Dès 1914, l'irruption de l'aviation bouleverse les règles de l'observation militaire. Du ciel, on distingue désormais aisément les positions ennemies. Il faut donc cacher les batteries de tirs. Comment faire ? Se camoufler. C'est autour du décorateur et artiste Lucien Victor Guirand de Scévola que s'organise la première section du genre. Un atelier va voir le jour en 1915 à Amiens à l'emplacement de l'ancienne halle au blé.
Des centaines d'ouvriers
Le site de la halle au blé qui abrite à l'époque la salle des fêtes d'Amiens est parfaitement adapté à cette activité. Le bâtiment est composé d'une grande cour intérieure et d'une vaste verrière dont la hauteur permet la manipulation d'objets de grandes dimensions. Un premier arbre factice sort de cet atelier et sera "planté" à Lihons-en-Santerre, à 40 kilomètres à l'est d'Amiens, le 16 mai 1915.Le test est concluant.
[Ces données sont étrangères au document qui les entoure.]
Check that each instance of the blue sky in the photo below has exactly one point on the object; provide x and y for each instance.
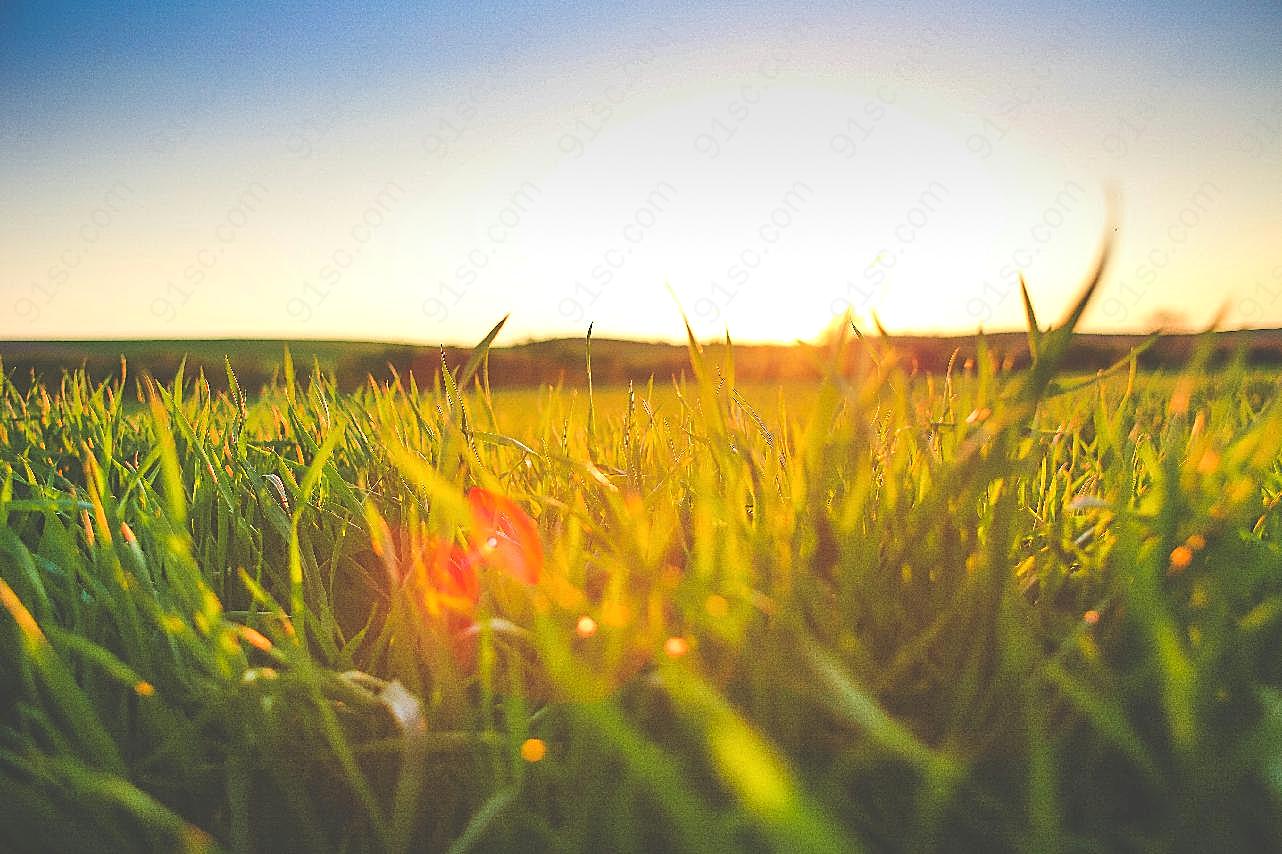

Pétain demande qu'on développe l'activité et la section spéciale de camouflage est créée le 14 août de la même année. Pendant deux ans, Amiens va accueillir de nombreux ateliers qui emploieront des centaines d'ouvriers. Charpentiers, serruriers, stucateurs, carrossiers s'activeront dans les ateliers situés à l'école des Beaux-Arts ou à la Hotoie. Le savoir-faire des femmes est largement mis à contribution pour coudre les bâches et les toiles en rafia. Un atelier belge voit également le jour dans le quartier Saint-Leu.
Les cubistes mobilisés
Considérés comme des trouble-fêtes, accusés même de faire de l'art "boche", les cubistes seront appelés à prendre part à cet art nouveau du camouflage. "Ils étaient devenus maîtres dans la tactique de la déconstruction", assure Cécile Coutin, auteure de l'ouvrage Tromper l'ennemi, l'invention du camouflage moderne, paru en 2015. Ils savaient représenter les objets sous toutes leurs facettes même celles que l'on ne voyait pas. C'est leur mouvement novateur qui va favoriser l'apparition d'une nouvelle esthétique au service de l'illusion.Des sculpteurs et des peintres comme Paul Landowski, Henri Bouchard, Charles Dufresne, Jean-Louis Forain ou Joseph Pinchon, le "père" de Bécassine, vont concevoir des vaches artificielles, de faux chars et des fermes imaginaires. En tout, plus de 200 artistes vont travailler au service de cette section.